*Meanwhile, the main resource in software development is man*hours. The faster y...

_vvhw · on Oct 30, 2021

I agree with you in general, but O(n²) is always dangerous. Perhaps this example you give is a little to the extreme.

Writing slow software is also a form of waste. Then it becomes a question of ranking waste and getting rid of the most wasteful, according to a cost/benefit ratio, but waste is never a good thing to tolerate in any cultural sense.

Chris_Newton · on Oct 30, 2021

O(n²) is only dangerous if you’re scaling past the point where the n² behaviour outweighs any constant factors and lower order terms. When n is small, a fancy algorithm with lower big-O complexity could still be outperformed by a brute force O(n²) one in practical situations.

On the other hand, a poor choice for a critical algorithm working with a large data set could easily increase your costs by orders of magnitude, so if anything I’d say the example I gave (assuming you meant the AWS costs one) was conservative.

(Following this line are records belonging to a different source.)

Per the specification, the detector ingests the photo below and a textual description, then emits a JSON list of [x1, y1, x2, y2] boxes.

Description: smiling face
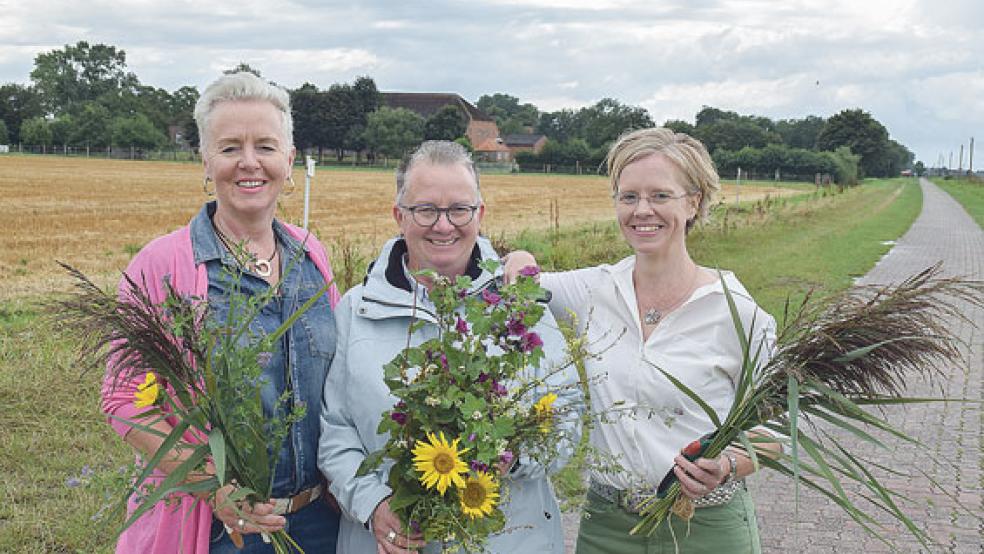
[[394, 161, 485, 278], [203, 99, 295, 224], [615, 153, 699, 258]]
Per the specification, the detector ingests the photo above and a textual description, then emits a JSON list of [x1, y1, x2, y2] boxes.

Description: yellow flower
[[134, 371, 160, 408], [533, 392, 558, 433], [412, 431, 469, 495], [459, 471, 500, 519]]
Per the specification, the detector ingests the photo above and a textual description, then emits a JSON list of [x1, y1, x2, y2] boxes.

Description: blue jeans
[[209, 499, 340, 554]]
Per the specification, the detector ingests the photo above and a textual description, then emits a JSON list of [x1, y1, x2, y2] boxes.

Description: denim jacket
[[190, 202, 336, 497]]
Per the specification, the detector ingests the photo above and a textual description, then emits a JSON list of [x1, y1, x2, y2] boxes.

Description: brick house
[[381, 92, 504, 161]]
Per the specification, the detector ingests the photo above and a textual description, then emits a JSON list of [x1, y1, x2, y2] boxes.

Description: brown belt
[[270, 483, 323, 515]]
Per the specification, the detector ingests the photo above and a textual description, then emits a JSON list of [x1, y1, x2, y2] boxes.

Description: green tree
[[816, 109, 890, 178], [0, 83, 44, 143], [20, 117, 53, 146], [0, 119, 8, 144], [71, 101, 112, 146], [913, 161, 926, 176], [30, 41, 138, 115], [577, 98, 653, 148], [363, 107, 424, 159], [49, 114, 75, 146], [477, 93, 539, 135], [424, 105, 467, 141], [662, 119, 696, 136], [775, 116, 825, 150], [695, 106, 741, 128], [696, 119, 777, 153], [291, 83, 326, 155], [224, 63, 263, 77], [537, 109, 578, 142], [110, 113, 167, 149], [170, 85, 200, 147]]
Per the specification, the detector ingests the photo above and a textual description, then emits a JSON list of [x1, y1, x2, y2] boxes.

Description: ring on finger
[[237, 518, 246, 530], [386, 530, 397, 543]]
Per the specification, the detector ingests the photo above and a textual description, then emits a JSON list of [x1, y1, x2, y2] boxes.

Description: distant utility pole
[[959, 144, 964, 172], [949, 151, 954, 170], [970, 137, 975, 174]]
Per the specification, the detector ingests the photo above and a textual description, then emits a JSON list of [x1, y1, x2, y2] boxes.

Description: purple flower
[[396, 401, 407, 410], [410, 520, 421, 533], [499, 451, 514, 467], [65, 477, 82, 488], [492, 380, 508, 397], [455, 316, 469, 334], [470, 460, 490, 473], [439, 353, 449, 369], [482, 289, 502, 306], [391, 412, 408, 425], [506, 317, 527, 337], [80, 465, 94, 478], [519, 265, 541, 277], [520, 331, 543, 353], [468, 433, 476, 442], [477, 372, 489, 383]]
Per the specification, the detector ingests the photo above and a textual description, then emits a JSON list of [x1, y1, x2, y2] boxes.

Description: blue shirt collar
[[189, 201, 307, 266]]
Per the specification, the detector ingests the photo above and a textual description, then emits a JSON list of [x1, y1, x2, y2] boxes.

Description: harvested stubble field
[[1, 155, 798, 299]]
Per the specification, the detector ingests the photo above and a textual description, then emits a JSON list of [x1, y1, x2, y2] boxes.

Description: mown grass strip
[[930, 177, 984, 229]]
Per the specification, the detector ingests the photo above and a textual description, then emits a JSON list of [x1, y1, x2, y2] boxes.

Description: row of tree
[[1, 41, 915, 180]]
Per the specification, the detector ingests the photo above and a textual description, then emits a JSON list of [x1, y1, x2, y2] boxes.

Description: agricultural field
[[0, 155, 803, 300]]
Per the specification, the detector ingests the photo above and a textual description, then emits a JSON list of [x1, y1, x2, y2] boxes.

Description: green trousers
[[575, 488, 762, 554]]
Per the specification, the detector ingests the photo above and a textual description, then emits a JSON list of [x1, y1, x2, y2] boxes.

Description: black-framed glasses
[[615, 190, 692, 206], [399, 204, 480, 227]]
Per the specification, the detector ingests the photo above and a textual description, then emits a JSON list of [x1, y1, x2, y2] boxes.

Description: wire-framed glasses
[[615, 190, 693, 206], [399, 204, 480, 227]]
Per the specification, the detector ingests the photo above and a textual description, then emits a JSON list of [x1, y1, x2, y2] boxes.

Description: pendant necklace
[[212, 220, 279, 278], [642, 266, 699, 326]]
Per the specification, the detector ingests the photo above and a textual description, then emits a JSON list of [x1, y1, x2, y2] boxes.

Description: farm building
[[381, 92, 506, 161]]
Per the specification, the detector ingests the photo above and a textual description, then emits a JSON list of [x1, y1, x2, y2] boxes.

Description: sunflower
[[533, 392, 558, 433], [459, 471, 500, 519], [412, 431, 470, 495], [133, 371, 160, 408]]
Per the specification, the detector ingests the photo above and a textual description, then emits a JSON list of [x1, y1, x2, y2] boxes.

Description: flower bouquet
[[357, 261, 580, 552], [54, 263, 331, 553], [633, 266, 984, 549]]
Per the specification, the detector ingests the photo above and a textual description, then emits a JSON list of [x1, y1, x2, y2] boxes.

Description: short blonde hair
[[606, 127, 720, 227], [193, 71, 293, 151]]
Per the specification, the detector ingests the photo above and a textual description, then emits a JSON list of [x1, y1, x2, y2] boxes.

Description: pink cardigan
[[100, 221, 340, 554]]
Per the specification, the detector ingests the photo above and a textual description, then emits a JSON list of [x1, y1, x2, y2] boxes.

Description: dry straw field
[[1, 155, 795, 299]]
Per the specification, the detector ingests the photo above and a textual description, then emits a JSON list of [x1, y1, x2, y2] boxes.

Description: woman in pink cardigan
[[101, 71, 342, 553]]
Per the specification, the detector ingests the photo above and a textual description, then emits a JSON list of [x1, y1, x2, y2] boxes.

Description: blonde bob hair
[[193, 71, 294, 151], [606, 127, 720, 228]]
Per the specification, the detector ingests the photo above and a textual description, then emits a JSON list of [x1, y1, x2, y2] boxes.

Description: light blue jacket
[[318, 236, 579, 553]]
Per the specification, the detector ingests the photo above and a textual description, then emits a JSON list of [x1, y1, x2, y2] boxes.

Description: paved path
[[563, 178, 984, 552]]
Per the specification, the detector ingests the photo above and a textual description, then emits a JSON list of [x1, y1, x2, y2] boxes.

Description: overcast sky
[[2, 0, 982, 167]]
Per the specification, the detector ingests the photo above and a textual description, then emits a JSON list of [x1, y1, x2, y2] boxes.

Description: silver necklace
[[641, 267, 699, 326], [212, 220, 279, 278]]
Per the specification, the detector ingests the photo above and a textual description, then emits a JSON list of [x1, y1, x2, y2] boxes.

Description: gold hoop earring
[[282, 175, 296, 196], [203, 176, 214, 196]]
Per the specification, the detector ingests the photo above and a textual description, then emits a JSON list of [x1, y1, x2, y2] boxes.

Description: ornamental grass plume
[[50, 262, 331, 554], [634, 265, 984, 550]]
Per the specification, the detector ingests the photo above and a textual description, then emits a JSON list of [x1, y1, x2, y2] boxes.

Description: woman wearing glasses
[[507, 127, 780, 553], [317, 140, 578, 553]]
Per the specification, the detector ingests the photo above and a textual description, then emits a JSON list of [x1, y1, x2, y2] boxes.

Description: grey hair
[[193, 71, 294, 151], [395, 140, 481, 204]]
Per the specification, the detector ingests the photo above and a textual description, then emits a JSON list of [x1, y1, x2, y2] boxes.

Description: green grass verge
[[0, 297, 128, 553], [0, 180, 921, 552], [930, 177, 984, 229]]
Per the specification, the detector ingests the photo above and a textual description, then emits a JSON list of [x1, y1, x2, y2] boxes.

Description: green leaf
[[787, 373, 800, 509], [648, 362, 722, 428], [356, 450, 386, 477], [832, 336, 926, 363], [209, 428, 227, 485]]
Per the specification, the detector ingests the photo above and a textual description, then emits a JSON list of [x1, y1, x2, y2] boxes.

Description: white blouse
[[542, 256, 776, 490]]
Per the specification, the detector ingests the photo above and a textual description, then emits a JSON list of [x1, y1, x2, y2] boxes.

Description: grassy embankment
[[930, 177, 984, 228], [0, 179, 920, 552]]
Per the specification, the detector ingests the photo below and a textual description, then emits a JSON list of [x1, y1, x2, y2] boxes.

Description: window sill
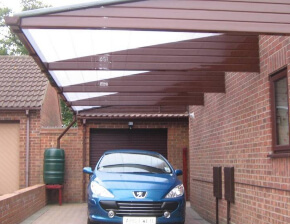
[[267, 152, 290, 158]]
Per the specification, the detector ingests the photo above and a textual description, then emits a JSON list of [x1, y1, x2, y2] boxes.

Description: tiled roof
[[0, 56, 48, 109]]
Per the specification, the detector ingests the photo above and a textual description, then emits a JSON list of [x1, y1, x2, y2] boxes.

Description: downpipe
[[25, 110, 30, 187], [57, 115, 77, 148], [82, 119, 87, 202]]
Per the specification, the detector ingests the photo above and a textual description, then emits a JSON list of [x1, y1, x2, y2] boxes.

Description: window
[[270, 68, 290, 155], [97, 153, 172, 174]]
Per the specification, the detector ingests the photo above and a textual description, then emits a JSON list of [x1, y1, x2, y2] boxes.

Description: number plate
[[123, 217, 156, 224]]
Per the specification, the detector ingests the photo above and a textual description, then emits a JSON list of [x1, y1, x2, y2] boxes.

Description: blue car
[[83, 149, 186, 224]]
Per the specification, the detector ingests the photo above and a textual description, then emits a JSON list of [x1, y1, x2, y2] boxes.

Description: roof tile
[[0, 56, 48, 109]]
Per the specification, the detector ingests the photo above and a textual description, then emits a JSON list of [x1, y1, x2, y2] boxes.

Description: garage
[[0, 122, 20, 195], [89, 129, 167, 167]]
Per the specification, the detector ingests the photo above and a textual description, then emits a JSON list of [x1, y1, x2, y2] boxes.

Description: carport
[[3, 0, 290, 224], [6, 0, 289, 114]]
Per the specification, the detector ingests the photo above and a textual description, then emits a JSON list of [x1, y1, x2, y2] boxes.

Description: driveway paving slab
[[21, 202, 210, 224]]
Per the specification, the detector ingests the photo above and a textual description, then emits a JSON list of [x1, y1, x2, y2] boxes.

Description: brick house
[[189, 36, 290, 224], [0, 56, 62, 195], [4, 1, 290, 224], [0, 56, 190, 202]]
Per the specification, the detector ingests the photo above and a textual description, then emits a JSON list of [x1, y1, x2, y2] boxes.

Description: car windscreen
[[97, 152, 172, 174]]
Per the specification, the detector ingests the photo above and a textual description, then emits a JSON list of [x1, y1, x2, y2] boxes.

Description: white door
[[0, 123, 20, 195]]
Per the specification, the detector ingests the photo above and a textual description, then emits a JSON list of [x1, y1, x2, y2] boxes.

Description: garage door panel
[[90, 129, 167, 168]]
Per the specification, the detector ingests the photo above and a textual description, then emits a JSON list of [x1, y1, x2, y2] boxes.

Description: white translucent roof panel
[[23, 29, 220, 63], [64, 92, 117, 101], [72, 106, 100, 111], [50, 70, 148, 87]]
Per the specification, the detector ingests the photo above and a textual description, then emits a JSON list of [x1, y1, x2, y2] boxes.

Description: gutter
[[25, 110, 30, 187], [57, 115, 77, 148], [78, 114, 189, 119], [14, 0, 144, 18]]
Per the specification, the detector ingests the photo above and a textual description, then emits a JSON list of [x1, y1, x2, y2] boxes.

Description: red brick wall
[[0, 184, 46, 224], [40, 84, 62, 127], [189, 36, 290, 224], [0, 110, 42, 189], [40, 128, 82, 202], [35, 118, 188, 203], [29, 111, 43, 186]]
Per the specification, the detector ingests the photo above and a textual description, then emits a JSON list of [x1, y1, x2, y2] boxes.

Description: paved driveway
[[21, 203, 210, 224]]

I agree that we shouldn’t be careless about being wasteful, but big-O complexity rarely tells the whole story when it comes to performance.

_vvhw · on Nov 1, 2021

Sure, I guess there are cases where O(n²) is okay and sometimes even faster, but in my experiences with those runtimes I've usually typically regretted it. It tends to come back and bite as your original comment made clear. I prefer O(n) to O(n²)!

Yes, definitely agreed about big-O complexity analysis vs mechanical sympathy.

In fact, I'm currently pair-programming on an Eytzinger layout-based binary search at work for TigerBeetleDB.

Eytzinger layouts are a case in point where big-O fails nicely, since you have exactly the same log2(n) number of comparisons as per binary search, but you're getting better memory locality by grouping the first few nodes of the binary tree together into a single cache line.

At first this looks like less cache misses, but then we actually exploit this even further by telling the memory subsystem to prefetch all 16 great-great grandchildren of a node (whether we need them later or not), so now we're also doing more cache misses (!) but to achieve lower memory latency, by trading off against memory bandwidth, and thus something that's way faster than binary search.

The paper on which this is based is "Array Layouts for Comparison-Based Searching".